To create the “SARS-COV-2” genome, Fan Wu et al. performed metagenomic sequencing on the entire sample without any purification steps and then assembled the resulting RNA fragments into a theoretical genome of “SARS-COV-2” by referencing genomes of other “coronaviruses” that were also created from unpurified samples. Thus, they generated and used random short fragments of unknown provenance with no evidence that these fragments ever came from a single source, and then matched it to other “viral” genomes with no evidence that any of the fragments were ever “viral:”
A new coronavirus associated with human respiratory disease in China
“To investigate the possible aetiological agents associated with this disease, we collected bronchoalveolar lavage fluid (BALF) and performed deep meta-transcriptomic sequencing.
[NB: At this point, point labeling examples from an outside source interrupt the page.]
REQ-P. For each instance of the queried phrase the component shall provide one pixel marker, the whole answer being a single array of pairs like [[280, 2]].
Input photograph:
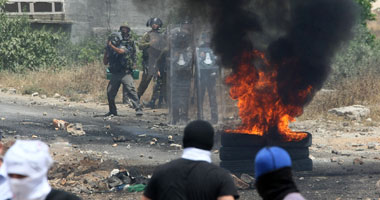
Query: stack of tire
[[238, 152]]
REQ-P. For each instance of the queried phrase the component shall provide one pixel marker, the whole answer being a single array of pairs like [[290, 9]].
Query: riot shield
[[180, 72], [157, 45], [207, 77]]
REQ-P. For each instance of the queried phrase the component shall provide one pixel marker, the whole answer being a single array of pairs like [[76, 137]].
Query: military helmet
[[115, 38], [154, 20]]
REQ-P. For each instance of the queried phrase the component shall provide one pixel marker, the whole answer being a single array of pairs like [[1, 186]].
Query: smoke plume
[[299, 37]]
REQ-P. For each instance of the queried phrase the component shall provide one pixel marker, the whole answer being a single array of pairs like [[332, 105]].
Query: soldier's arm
[[105, 57], [144, 42], [117, 50], [134, 59]]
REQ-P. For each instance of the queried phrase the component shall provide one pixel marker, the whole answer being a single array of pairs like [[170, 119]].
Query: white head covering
[[31, 159]]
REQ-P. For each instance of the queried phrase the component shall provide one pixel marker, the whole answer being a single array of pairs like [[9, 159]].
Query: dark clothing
[[61, 195], [122, 63], [191, 180], [276, 185], [152, 44], [159, 89], [129, 90], [121, 66], [208, 82], [208, 78], [144, 83]]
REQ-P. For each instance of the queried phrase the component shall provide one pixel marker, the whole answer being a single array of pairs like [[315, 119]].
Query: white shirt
[[5, 191]]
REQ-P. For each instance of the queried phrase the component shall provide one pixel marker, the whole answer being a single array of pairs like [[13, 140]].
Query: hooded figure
[[273, 175], [192, 176], [27, 164]]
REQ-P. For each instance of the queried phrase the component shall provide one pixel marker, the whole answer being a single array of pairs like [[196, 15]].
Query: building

The clinical specimen was handled in a biosafety level 3 laboratory at Shanghai Public Health Clinical Center. Total RNA was extracted from 200 μl of BALF and a meta-transcriptomic library was constructed for pair-end (150-bp reads) sequencing using an Illumina MiniSeq as previously described4,6,7,8. In total, we generated 56,565,928 sequence reads that were de novo-assembled and screened for potential aetiological agents. Of the 384,096 contigs assembled by Megahit9, the longest (30,474 nucleotides (nt)) had a high abundance and was closely related to a bat SARS-like coronavirus (CoV) isolate—bat SL-CoVZC45 (GenBank accession number MG772933)—that had previously been sampled in China, with a nucleotide identity of 89.1% (Supplementary Tables 1, 2). The genome sequence of this virus, as well as its termini, were determined and confirmed by reverse-transcription PCR (RT–PCR)10 and 5′/3′ rapid amplification of cDNA ends (RACE), respectively. This virus strain was designated as WH-Human 1 coronavirus (WHCV) (and has also been referred to as ‘2019-nCoV’) and its whole genome sequence (29,903 nt) has been assigned GenBank accession number MN908947. Remapping the RNA-sequencing data to the complete genome of WHCV resulted in an assembly of 123,613 reads, providing 99.99% genome coverage at a mean depth of 6.04× (range, 0.01–78.84×) (Extended Data Fig. 3). The viral load in the BALF sample was estimated by qPCR to be 3.95 × 108 copies per ml (Extended Data Fig. 4).
The viral genome organization of WHCV was determined by sequence alignment to two representative members of the genus Betacoronavirus: a coronavirus associated with humans (SARS-CoV Tor2, GenBank accession number AY274119) and a coronavirus associated with bats (bat SL-CoVZC45, GenBank accession number MG772933). The un-translational regions and open-reading frame (ORF) of WHCV were mapped on the basis of this sequence alignment and ORF prediction. The WHCV viral genome was similar to these two coronaviruses (Fig. 1 and Supplementary Table 3). The order of genes (5′ to 3′) was as follows: replicase ORF1ab, spike (S), envelope (E), membrane (M) and nucleocapsid (N). WHCV has 5′ and 3′ terminal sequences that are typical of betacoronaviruses, with 265 nt at the 5′ terminal end and 229 nt at the 3′ terminal end. The predicted replicase ORF1ab gene of WHCV is 21,291 nt in length and contained 16 predicted non-structural proteins (Supplementary Table 4), followed by (at least) 13 downstream ORFs. Additionally, WHCV shares a highly conserved domain (LLRKNGNKG: amino acids 122–130) in nsp1 with SARS-CoV. The predicted S, ORF3a, E, M and N genes of WHCV are 3,822, 828, 228, 669 and 1,260 nt in length, respectively. In addition to these ORF regions, which are shared by all members of the subgenus Sarbecovirus, WHCV is similar to SARS-CoV in that it carries a predicted ORF8 gene (with a length of 366 nt) that is located between the M and N ORF genes. The functions of WHCV ORFs were predicted on the basis of those of known coronaviruses and are described in Supplementary Table 5.”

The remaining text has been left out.